Not that I don’t love Parks and Recreation enough already, but after a season that articulated a difficult point—that it’s actually very hard for the old-fashioned values we profess to admire in politics to win out—beautifully, I’ve been very excited to see how the show is going to make a difficult transition. Moving Leslie to City Council, Ben to Washington, and Andy, potentially, to the police department were all probably necessary both to grow the characters, and to widen the show’s aperture beyond the Parks Department, which could risk becoming a cliche. And watching this preview clip for next week’s episode, which follows Leslie and Andy to Washington, makes me especially optimistic, for three reasons:
1. It’s giving Leslie a larger stage. Taking Leslie to City Council was always going to give her a chance to do more than organized Harvest Festivals, and us an opportunity to get to know her new colleagues more extensively than Leslie’s meet-cutes with Councilman Hauser ever allowed.
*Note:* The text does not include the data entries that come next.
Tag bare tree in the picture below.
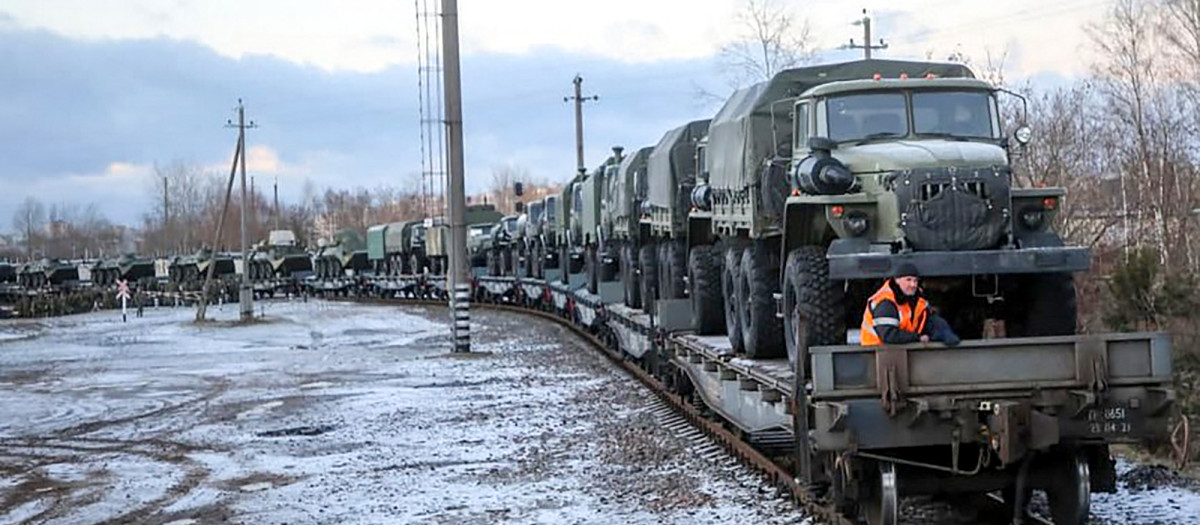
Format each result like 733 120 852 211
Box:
12 197 46 258
718 0 815 88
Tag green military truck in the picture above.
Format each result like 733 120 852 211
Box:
247 230 312 280
367 221 425 276
91 253 155 286
572 146 624 294
604 146 655 312
312 228 371 279
689 60 1088 362
554 170 587 284
636 119 710 318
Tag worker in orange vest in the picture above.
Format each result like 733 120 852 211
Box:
859 263 960 346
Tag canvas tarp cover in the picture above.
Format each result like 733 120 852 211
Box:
707 60 973 189
608 146 654 218
647 119 709 207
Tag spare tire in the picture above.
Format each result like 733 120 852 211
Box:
688 245 725 336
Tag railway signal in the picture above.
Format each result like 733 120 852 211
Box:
116 279 130 322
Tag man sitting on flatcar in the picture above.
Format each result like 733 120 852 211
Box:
860 263 960 346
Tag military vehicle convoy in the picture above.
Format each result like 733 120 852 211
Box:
91 254 155 286
312 228 370 279
470 60 1132 524
246 230 312 280
167 248 238 288
367 221 425 276
487 215 520 276
17 258 79 288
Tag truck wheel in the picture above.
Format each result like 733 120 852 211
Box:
1046 448 1092 525
688 246 725 336
637 245 659 315
620 245 642 308
1004 273 1076 337
721 243 745 352
784 246 846 366
738 241 785 358
583 246 600 294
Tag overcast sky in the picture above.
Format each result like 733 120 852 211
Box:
0 0 1110 230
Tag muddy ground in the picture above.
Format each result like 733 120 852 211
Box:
0 302 804 525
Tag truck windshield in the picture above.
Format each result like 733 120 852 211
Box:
912 91 998 139
826 93 908 143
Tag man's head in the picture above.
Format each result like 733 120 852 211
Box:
892 263 920 297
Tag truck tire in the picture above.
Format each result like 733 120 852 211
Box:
637 245 659 315
1004 273 1076 337
784 246 846 367
660 241 688 298
596 248 620 283
620 245 642 308
583 246 600 294
721 243 745 354
688 246 725 336
738 241 786 358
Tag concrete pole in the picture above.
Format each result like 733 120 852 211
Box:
442 0 470 352
863 10 871 60
571 74 584 170
236 101 254 321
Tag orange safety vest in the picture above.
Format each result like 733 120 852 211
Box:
859 279 929 346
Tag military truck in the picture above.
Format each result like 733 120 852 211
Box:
575 146 624 294
554 170 587 284
167 248 236 288
367 221 425 276
246 230 312 280
487 215 518 276
634 119 710 318
467 223 496 268
312 228 371 279
512 200 546 277
604 146 655 312
536 195 562 278
17 258 79 288
91 253 155 286
689 60 1088 362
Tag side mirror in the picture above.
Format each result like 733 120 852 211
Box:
1013 123 1033 146
809 137 838 151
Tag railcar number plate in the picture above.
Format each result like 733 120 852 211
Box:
1087 405 1133 435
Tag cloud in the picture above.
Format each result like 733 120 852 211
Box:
0 24 716 230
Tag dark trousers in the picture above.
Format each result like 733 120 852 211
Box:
926 314 962 346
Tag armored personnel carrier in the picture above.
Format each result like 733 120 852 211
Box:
91 253 155 286
167 248 236 286
17 258 79 288
246 230 312 280
312 228 370 279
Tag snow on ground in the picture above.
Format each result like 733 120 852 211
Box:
0 301 803 525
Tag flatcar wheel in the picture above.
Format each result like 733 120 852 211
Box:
862 461 900 525
1046 451 1092 525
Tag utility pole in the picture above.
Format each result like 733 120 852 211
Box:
841 8 888 60
442 0 470 352
563 74 600 170
229 98 258 321
161 175 170 255
272 175 280 230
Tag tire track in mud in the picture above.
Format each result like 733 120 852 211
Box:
0 379 229 525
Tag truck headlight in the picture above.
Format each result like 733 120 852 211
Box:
842 211 871 237
1021 207 1046 231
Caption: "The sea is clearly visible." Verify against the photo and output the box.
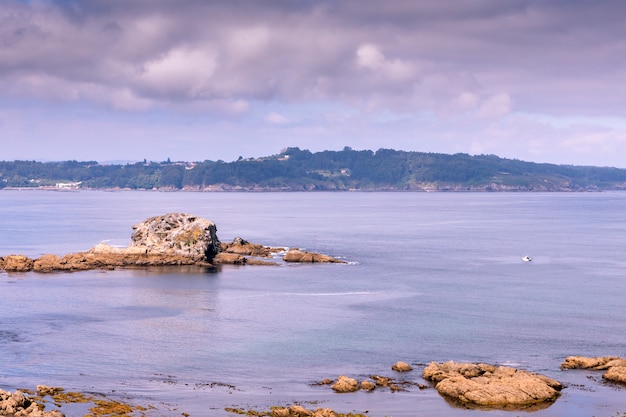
[0,190,626,417]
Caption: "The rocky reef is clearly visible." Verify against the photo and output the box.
[0,213,345,272]
[423,361,563,409]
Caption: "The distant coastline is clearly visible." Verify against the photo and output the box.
[0,147,626,192]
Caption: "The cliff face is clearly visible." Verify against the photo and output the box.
[128,213,220,262]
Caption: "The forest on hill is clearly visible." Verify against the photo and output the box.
[0,147,626,191]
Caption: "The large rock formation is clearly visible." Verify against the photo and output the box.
[128,213,220,262]
[561,356,626,384]
[423,362,562,409]
[0,213,344,272]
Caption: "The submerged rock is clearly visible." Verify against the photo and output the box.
[391,361,413,372]
[561,356,626,384]
[423,362,563,409]
[331,375,359,392]
[2,255,33,272]
[283,248,346,264]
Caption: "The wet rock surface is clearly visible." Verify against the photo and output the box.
[561,356,626,384]
[423,362,563,409]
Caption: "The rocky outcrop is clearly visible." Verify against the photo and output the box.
[0,390,64,417]
[331,375,359,392]
[423,362,562,409]
[391,361,413,372]
[561,356,626,384]
[2,255,33,272]
[220,237,285,258]
[0,213,344,272]
[283,248,346,264]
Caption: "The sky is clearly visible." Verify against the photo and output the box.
[0,0,626,168]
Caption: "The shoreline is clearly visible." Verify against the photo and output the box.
[0,361,626,417]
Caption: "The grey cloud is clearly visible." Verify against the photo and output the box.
[0,0,626,114]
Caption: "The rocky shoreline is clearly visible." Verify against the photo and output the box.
[0,356,626,417]
[0,213,346,273]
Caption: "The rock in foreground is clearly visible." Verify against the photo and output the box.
[0,390,64,417]
[423,362,562,409]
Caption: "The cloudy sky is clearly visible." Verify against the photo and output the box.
[0,0,626,168]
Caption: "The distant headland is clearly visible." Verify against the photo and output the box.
[0,147,626,192]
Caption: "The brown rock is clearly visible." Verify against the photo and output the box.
[0,390,64,417]
[131,213,220,262]
[561,356,620,370]
[4,255,34,272]
[561,356,626,384]
[312,408,338,417]
[361,380,376,391]
[391,362,413,372]
[283,248,346,263]
[602,366,626,384]
[33,254,61,272]
[289,405,313,417]
[213,252,248,265]
[37,385,63,397]
[423,362,562,409]
[221,237,283,258]
[331,375,359,393]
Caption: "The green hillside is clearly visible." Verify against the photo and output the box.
[0,147,626,191]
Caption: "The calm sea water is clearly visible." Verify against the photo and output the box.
[0,190,626,417]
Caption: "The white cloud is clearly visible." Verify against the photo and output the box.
[356,44,414,81]
[265,113,289,125]
[138,47,217,99]
[478,94,513,119]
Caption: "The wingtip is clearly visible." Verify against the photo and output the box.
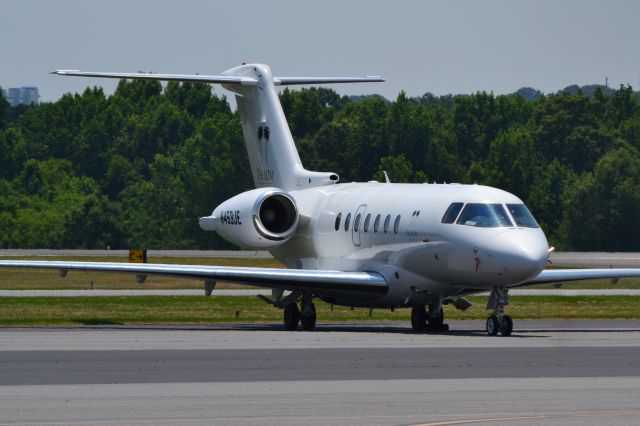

But I like the idea of her going to Washington, even glancingly. Leslie was always headed for bigger things, no matter how much she loved the Parks Department. And if the first phase of the show set up her move from a civil service position to elected office, as Parks and Recreation enters what could be its final season, it makes sense that show sets up a promise for an end-game: Leslie leaving Pawnee altogether for a brighter future, and a chance to make a bigger impact
2. And through it, bringing the Parks and Recreation touch to the federal government. That said, having conquered Pawnee, it makes sense that Leslie gets a new test for her optimism. I love the idea of Leslie lobbying for federal funds—and the prospect of her testing out her commitment and cheer in an environment vastly more cynical than Pawnee and dysfunctional on a scale Leslie can’t even begin to imagine. I don’t want to see Washington break Leslie Knope. But sending her there is good preparation for her new job at City Council.
3. The show is giving April some challenges, and a chance to figure out what she likes. I know there are some people who would love for April to stay her cranky, aggressively disinterested self forever, mourning the loss of a unique female character to adulthood. But April shouldn’t be denied the chance to grow up, and the best B arc in Parks and Recreation last season was watching her start to feel the stirrings of passion. Ben’s decision to take April to Washington gives her a little space from her marriage to Andy, and her mentorship by Ron, to develop other skills and attachments. Ron and April were a fantastic fit initially, given their shared desire not to get anything done. But it’s been good to see her work with Chris, who shoved her into enthusiasm. And now it’ll be a further development to let her work for Ben, closer to a peer, who can help develop the flares of initiative she’s shown on projects like the pet drive.